When a new hotel, currently under construction in downtown Denver, is completed next year, it won’t have any parking spaces. Instead of driving, guests are expected to take the train from the airport to a transportation hub across the street. It’s just one design feature that will help make it the first carbon-positive hotel in the U.S.—meaning that it’s responsible for capturing more carbon than it produces.
The wedge-shaped hotel, called the Populus, will be sandwiched between streets on a corner that once was the site of the first gas station in Colorado. “There’s some sort of poetic justice there,” says Jon Buerge, chief development officer at Urban Villages, the sustainability-focused developer behind the project. “We’re building the greenest building in Denver, and it has no parking.”
The architecture, from the Chicago-based firm Studio Gang, takes inspiration from Colorado’s native aspen trees, with its windows mimicking the pattern of tree trunks. The deep windows also help naturally shade the hotel rooms, keeping them cool; inside, the windowsills double as seating, helping to replace some furniture in the minimally decorated rooms.

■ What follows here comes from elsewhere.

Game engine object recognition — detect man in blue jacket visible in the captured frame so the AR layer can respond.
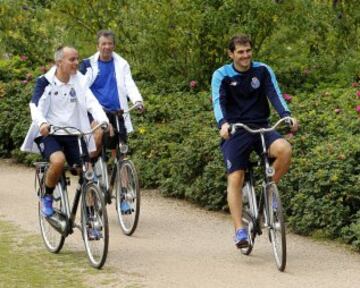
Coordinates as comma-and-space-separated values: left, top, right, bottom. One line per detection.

The roof includes solar panels, though because there’s little space for them, the hotel will also buy offsite renewable energy.
The company now wants to make all of its new projects carbon positive. “If we’re going to address climate change in any sort of meaningful way, we need to figure out how to build buildings that are responsible and that are giving back more than we’re taking,” Buerge says. “So our goal is to make not only every project we do, but our company itself, carbon positive moving forward. And we want to talk about it because our metric for success is not the handful of projects we build. Our metric for success is in trying to help push the industry in a certain direction.”